A few years ago, in a post about The Cabin in the Woods, which is one of a small handful of recent films I still think about on a regular basis, I wrote:
If there’s one thing we’ve learned about American movie audiences over the past decade or so, it’s that they don’t like being surprised. They may say that they do, and they certainly respond positively to twist endings, properly delivered, within the conventions of the genre they were hoping to see. What they don’t like is going to a movie expecting one thing and being given something else. And while this is sometimes a justifiable response to misleading ads and trailers, it can also be a form of resentment at having one’s expectations upended.

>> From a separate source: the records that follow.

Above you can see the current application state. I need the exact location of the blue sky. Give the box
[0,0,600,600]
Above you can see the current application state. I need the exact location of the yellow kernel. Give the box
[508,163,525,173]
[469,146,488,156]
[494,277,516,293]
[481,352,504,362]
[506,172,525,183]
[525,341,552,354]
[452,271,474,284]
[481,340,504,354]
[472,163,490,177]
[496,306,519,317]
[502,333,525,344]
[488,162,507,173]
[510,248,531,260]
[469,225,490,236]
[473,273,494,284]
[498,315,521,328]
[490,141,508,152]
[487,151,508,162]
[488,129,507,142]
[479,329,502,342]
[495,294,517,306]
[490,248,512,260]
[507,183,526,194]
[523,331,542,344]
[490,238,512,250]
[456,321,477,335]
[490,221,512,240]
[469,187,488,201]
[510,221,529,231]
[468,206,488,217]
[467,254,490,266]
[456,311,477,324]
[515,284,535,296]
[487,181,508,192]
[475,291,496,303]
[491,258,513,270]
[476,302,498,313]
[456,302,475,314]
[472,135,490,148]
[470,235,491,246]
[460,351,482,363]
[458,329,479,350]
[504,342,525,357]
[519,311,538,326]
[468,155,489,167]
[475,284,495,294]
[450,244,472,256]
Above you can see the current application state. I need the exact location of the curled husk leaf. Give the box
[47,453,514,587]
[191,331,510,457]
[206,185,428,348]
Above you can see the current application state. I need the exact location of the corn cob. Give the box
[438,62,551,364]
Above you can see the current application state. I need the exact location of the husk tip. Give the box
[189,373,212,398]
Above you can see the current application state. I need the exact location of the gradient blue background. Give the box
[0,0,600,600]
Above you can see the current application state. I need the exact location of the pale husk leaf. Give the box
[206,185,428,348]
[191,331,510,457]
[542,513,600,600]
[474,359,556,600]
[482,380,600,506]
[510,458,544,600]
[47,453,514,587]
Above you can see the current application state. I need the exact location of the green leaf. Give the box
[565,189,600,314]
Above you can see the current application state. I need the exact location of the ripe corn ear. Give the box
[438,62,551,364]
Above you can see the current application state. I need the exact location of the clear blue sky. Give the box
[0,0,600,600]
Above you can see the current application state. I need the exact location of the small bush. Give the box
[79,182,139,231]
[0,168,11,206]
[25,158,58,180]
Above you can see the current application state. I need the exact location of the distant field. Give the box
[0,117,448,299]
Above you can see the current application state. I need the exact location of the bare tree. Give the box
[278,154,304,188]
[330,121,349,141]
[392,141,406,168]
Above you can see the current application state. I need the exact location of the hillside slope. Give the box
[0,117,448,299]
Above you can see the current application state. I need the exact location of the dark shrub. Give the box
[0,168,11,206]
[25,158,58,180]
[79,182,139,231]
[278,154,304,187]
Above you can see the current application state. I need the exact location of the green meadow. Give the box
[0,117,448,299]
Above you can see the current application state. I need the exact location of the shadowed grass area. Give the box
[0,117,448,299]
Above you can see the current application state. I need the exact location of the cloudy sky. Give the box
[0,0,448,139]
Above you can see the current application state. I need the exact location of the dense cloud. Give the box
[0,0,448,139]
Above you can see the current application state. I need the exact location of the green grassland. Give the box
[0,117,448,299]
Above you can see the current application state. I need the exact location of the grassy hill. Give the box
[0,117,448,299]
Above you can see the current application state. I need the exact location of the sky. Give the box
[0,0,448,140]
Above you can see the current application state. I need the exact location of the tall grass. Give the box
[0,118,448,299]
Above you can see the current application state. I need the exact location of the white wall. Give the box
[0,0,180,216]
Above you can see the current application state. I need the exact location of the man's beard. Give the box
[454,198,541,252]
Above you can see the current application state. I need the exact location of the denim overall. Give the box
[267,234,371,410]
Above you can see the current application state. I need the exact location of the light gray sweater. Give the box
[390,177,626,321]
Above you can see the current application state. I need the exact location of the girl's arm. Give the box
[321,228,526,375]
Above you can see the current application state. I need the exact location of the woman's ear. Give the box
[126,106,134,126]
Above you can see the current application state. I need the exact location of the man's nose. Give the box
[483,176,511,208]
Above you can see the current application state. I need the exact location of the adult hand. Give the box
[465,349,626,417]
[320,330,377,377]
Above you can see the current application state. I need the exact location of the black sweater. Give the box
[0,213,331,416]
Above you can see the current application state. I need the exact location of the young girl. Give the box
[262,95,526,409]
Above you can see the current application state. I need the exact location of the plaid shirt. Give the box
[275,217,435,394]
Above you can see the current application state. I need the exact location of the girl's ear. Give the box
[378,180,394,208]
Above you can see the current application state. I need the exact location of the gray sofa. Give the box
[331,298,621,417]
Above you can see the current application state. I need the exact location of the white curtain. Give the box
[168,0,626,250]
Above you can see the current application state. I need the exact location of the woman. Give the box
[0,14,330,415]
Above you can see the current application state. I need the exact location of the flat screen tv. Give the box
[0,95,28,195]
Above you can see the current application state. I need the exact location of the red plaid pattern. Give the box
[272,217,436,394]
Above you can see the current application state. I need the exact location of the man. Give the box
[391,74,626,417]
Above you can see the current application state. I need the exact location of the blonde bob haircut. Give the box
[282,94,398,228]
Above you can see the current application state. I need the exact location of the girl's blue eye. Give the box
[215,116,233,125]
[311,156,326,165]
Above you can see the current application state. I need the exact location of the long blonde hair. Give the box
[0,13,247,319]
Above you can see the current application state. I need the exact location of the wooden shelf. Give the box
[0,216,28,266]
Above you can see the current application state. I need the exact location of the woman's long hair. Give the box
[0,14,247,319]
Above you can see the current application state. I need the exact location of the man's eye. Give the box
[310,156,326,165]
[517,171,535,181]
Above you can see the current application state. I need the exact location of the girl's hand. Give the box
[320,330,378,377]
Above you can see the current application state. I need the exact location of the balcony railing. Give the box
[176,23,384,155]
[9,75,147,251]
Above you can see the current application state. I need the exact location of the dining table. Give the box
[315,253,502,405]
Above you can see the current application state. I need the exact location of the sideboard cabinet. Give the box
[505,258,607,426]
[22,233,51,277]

I went on to quote a thoughtful analysis from Box Office Mojo, which put its finger on why the movie scored so badly with audiences:
By delivering something much different, the movie delighted a small group of audience members while generally frustrating those whose expectations were subverted. Moviegoers like to know what they are in for when they go to see a movie, and when it turns out to be something different the movie tends to get punished in exit polling.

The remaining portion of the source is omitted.